I can’t think of anything that I love more about living abroad than getting to take part in cultural festivals. I love that Winneba, where I live in Ghana, has some wonderful annual festivals: Aboakyer and Fancy Dress. When I heard about what many people call Fire Festival in the North, I knew I had to go.
Activities for Ghana’s Fire Festival
Bugum Chugu, or Fire Festival, is celebrated in Dagbon, Bawku, Gonja, Mamprusiland and Nanumbaland, which are all ethnic groups in northern Ghana. It’s exact date is tied to the lunar calendar’s new year, so it changes every year. This year, it was on the evening of September 30.
During the afternoon, bundles of grass are made to be used as torches in the evening’s activities. Traditionally, families will feast in the evening and perform rituals to honor the ancestors. Prayers are said for good health and prosperity in the coming year.
After dinner, everyone will gather at the chief’s house, where he’ll light his torch, circles his head seven times while calling on the ancestors for prosperity before throwing the torch away. Then everyone lights their own torch and sets off for a large tree outside of the village. Once they arrive at the tree, everyone throws their torch at the tree and then returns home. There may be plenty of drumming and dancing involved.
Folklore Behind the Festival
There are two stories told to explain the Fire Festival.
One is that the festival marks the day that Noah’s ark landed after the Great Flood. Because the ark landed in the middle of the night, Noah and his family needed to light torches to find their way. When they found a big tree, they set it ablaze to see their surroundings.
The other story is that of a great king and his son. The son went out, possibly searching for a woman, when night fell and he got lost. The king called everyone together to light torches and create a search party for him. The prince was found asleep beneath a large tree. It was believed that the tree had a protective spirit inside of it, so the tree was set on fire to release the spirit.
Going to Bugum Chugu in Mamprusiland
I first heard about Fire Festival last year and had made plans to go with a friend. However, some extenuating circumstances arose, and I wasn’t able to make it. I resolved to go this year, and checked in with a new friend who lives in Mamprusiland if I could visit for Bugum Chugu. She happily agreed and let me know when the date was fixed.
Luckily, it happened on a weekend, so I didn’t need to use any of my vacation days to go. However, getting to Northern Region is quite the journey, about a 12-hour bus journey from Accra. Unfortunately, I was only going to be able to go for the weekend, essentially. But, I really wanted to go to this festival. So I booked my bus tickets and settled in for an overnight ride on Friday.

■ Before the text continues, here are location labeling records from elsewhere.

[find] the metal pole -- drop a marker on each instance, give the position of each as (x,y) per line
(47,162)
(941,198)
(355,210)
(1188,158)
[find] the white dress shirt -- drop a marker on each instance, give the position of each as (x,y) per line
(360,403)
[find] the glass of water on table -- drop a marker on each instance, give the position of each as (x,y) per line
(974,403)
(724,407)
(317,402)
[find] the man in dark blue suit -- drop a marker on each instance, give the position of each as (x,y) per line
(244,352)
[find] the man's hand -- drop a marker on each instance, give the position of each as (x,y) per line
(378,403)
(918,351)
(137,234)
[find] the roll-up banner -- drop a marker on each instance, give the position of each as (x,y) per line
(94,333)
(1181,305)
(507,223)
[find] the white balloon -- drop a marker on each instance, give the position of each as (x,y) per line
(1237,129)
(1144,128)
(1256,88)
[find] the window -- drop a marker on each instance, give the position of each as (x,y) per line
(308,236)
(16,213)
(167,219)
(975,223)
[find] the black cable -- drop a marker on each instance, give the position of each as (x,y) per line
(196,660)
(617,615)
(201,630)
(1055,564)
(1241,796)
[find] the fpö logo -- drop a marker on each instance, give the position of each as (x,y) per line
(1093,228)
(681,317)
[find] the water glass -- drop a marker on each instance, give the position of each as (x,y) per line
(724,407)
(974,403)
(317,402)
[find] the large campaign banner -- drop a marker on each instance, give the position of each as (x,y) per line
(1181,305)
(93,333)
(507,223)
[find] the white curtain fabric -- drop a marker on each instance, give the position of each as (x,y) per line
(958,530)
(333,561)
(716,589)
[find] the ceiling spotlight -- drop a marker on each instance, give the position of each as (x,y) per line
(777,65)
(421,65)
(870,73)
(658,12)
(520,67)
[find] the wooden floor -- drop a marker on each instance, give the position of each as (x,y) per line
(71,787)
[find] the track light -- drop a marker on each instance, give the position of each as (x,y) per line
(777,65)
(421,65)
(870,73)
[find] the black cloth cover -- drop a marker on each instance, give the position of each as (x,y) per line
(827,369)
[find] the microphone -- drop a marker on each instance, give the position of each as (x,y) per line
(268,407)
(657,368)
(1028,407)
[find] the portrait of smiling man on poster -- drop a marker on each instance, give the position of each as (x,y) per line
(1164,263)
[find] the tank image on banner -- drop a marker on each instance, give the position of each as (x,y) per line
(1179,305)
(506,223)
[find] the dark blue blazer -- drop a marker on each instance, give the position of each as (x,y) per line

I spent Saturday morning lazing around in Tamale, the capital of Northern Region. (By the way, it’s pronounced TAH-mah-lay, not like the Mexican dish.) In the afternoon, I headed towards Maria’s village. We had some drinks in Wale Wale before heading to her village of Macondo.
I met some of the family members of the compound she lives in and she made sinigang, a Filipino sour tamarind soup, for dinner. It was all lovely. She lives without electricity and running water in her house, which is quite different from my life in the south, but I loved getting a chance to experience Ghanaian rural village life.
Just as she finished cooking dinner, we heard that the festivities were starting. We headed over to the chief’s house, where I met the village elders. With lots of drumming, a bonfire was set and the chief lit his torch. Almost as soon as he was finished, everyone seemed to rush and press in around the fire, eagerly lighting their torches. As soon as their torch was lit, they ran off down the road outside of the village.
Once it calmed down and the majority of people had ran off, we approached, lit our torches and ran off. Since the fire went out before we made it to the tree, the children told us to throw our torches to the side of the road and that was enough. It may not have been a lot of action, but I loved every minute of it. Maybe I’ll get to go back again next year.